Postal Fleet denies all liability and disputes Brooks’ claims on factual and legal basis.
(Doc. 7).
Postal Fleet maintains that Brooks was exempt from the overtime compensation
requirements of the FLSA as a driver of a commercial motor vehicle under the 29 USC §213(b)(1)
related to the Motor Carrier Act exemptions. (See doc. 14 at 2).

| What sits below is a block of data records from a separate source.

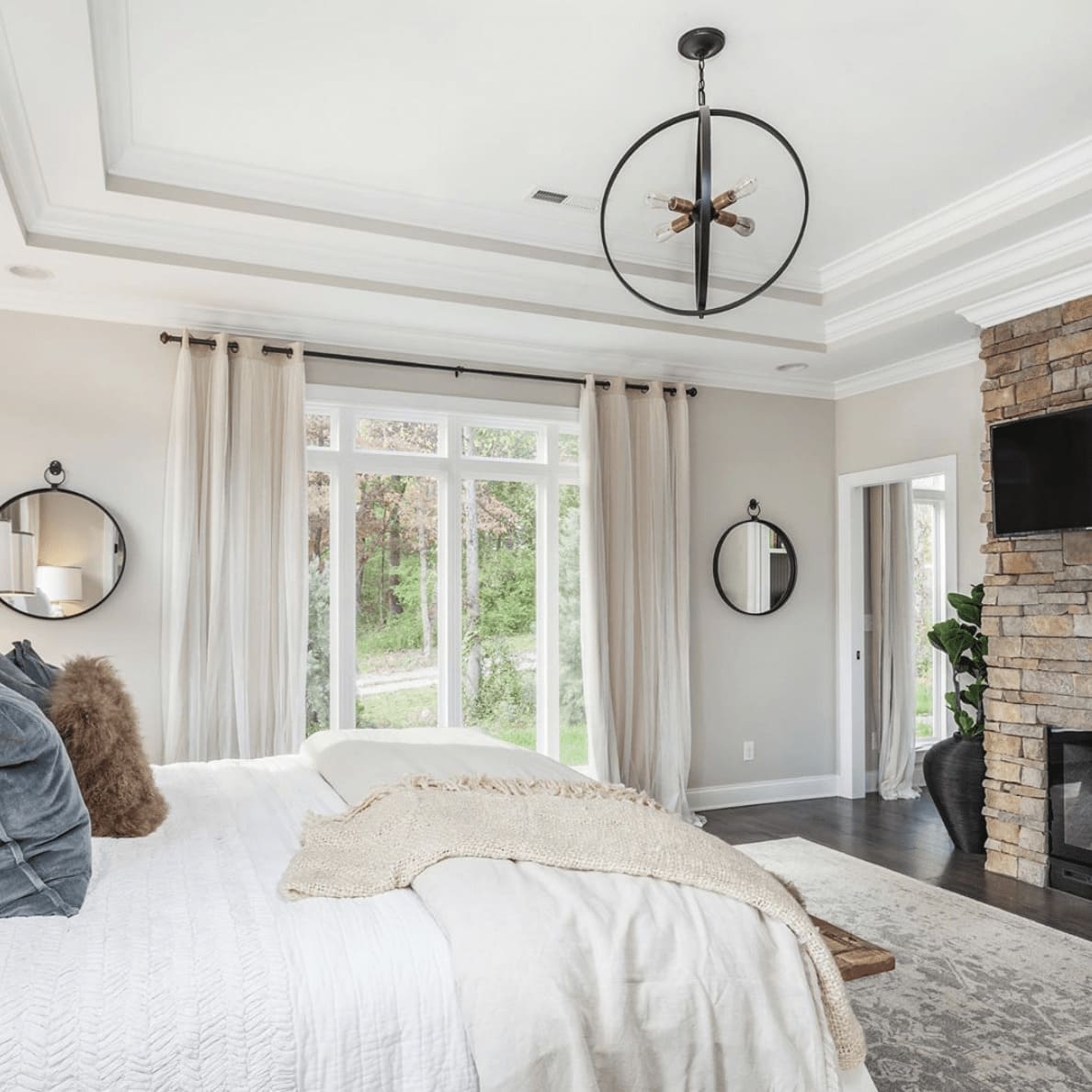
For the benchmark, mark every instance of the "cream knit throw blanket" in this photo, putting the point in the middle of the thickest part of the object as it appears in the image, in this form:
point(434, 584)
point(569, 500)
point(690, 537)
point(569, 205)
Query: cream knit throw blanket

Postal Fleet also denies that
Brooks was not properly compensated for the time he worked and denies that he is entitled to
overtime or any additional compensation or damages.
(See docs. 7 & 14).
After Brooks filed the Complaint and the parties exchanged FRCP Rule 26(a)(1) Initial
Disclosures, the parties engaged in arms-length discussions about the merits of the case. (Doc. 14
at 2).
The parties continue to disagree on various factual and legal issues, including the hours
Brooks worked, Brooks’ job duties, and whether Brooks is exempt from the overtime
requirements.
(Id.).
Facts were discovered in preparation to exchange Rule 26 Initial
Disclosures that Brooks almost exclusively drove commercial motor vehicles in excess of 10,000
pounds, subjecting Brooks to the exemption from the payment of overtime under the Motor Carrier
Act Exemption. (Id. at 2-3 citing 29 U.S.C. §213(b)(1)). In light of these discrepancies to the
original claim, the uncertainty of their outcome in litigation, the significant time and expense
involved in litigating the case through trial, and the difficulties and delays inherent in such
litigation, the parties agreed to settle the case, with Postal Fleet to pay a compromised amount of
unpaid wages. (Id. at 3).
(doc. 14-1).
On February 20, 2018, the parties executed a Settlement Agreement,
(Doc. 14 at 3).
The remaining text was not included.